An act of forgetting?

I had lots of material to write about from the weekend, but it’s overshadowed by my reception of several tweets, messages and emails about the vote by the Association for Library Service to Children board to change the name of the Laura Ingalls Wilder Award to the Children’s Literature Legacy Award.

The reason cited by the ALSC’s web site was that Wilder’s legacy “includes expressions of stereotypical attitudes inconsistent with ALSC’s core values of inclusiveness, integrity and respect, and responsiveness.”

I’m concerned by the move for a number of reasons, but ultimately, it’s the board’s decision. As I am neither a librarian or a children’s book author, I don’t actually have a voice in that particular discussion. The position of the Laura Ingalls Wilder Legacy and Research Association about the subject most accurately reflects my personal thoughts.

I am, however, an historian, and in that light, I’m troubled by the reasoning behind the decision, and what appears to be a rejection of Wilder’s personal history and story. After all, it is a shared history. I fear some might think a rejection of Wilder’s history is a personal rejection, and that perception contributes to the divisiveness already pervasive in U.S. culture today. It is tied into a troubling rupture in civility and a cognitive dissonance that prevents people on both sides of the divide from understanding the others’ perspectives.

This is not a new division. I documented that such a division existed as early as 1960, between a proud rural culture and an increasingly vibrant and diverse urban culture, masked under a presumption of common shared knowledge that quite literally did not–and I dare say still does not–exist. The rural experience is strikingly different from the urban experience, and while members of both cultures presume they are speaking the same language and understanding each other, the truth is they are not. Nor are they likely to, given the current cultural climate.

Wilder’s stories share her personal history with manifest destiny and the pioneer experience, which were obviously and overtly racist.
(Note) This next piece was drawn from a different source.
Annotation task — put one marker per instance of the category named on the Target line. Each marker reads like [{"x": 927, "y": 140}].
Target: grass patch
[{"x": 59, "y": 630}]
Poor white Americans were actively encouraged with promises of “free” land to displace American Indians from their ancestral homes and steal them. Wilder’s telling of that history, through the lens of a white female child of that time, therefore is also, obviously, racist. But does that mean it’s worth rejecting? Because rejecting that history means leaving a generation in ignorance of a troubled past that we as a culture should actively be investigating, discussing, and where appropriate, making amends for.

Philosopher George Santayana once said, in a oft-repeated and mangled quote, “Those who cannot remember their past are condemned to repeat it.” Pulitzer Prize winner and commentator Leonard Pitts, Jr., has said, and repeats, that we are all racist. And they’re both right.

It’s a shame the ASLC’s standard of inclusiveness doesn’t include Wilder. Forgetting that history may well doom us to repeat it.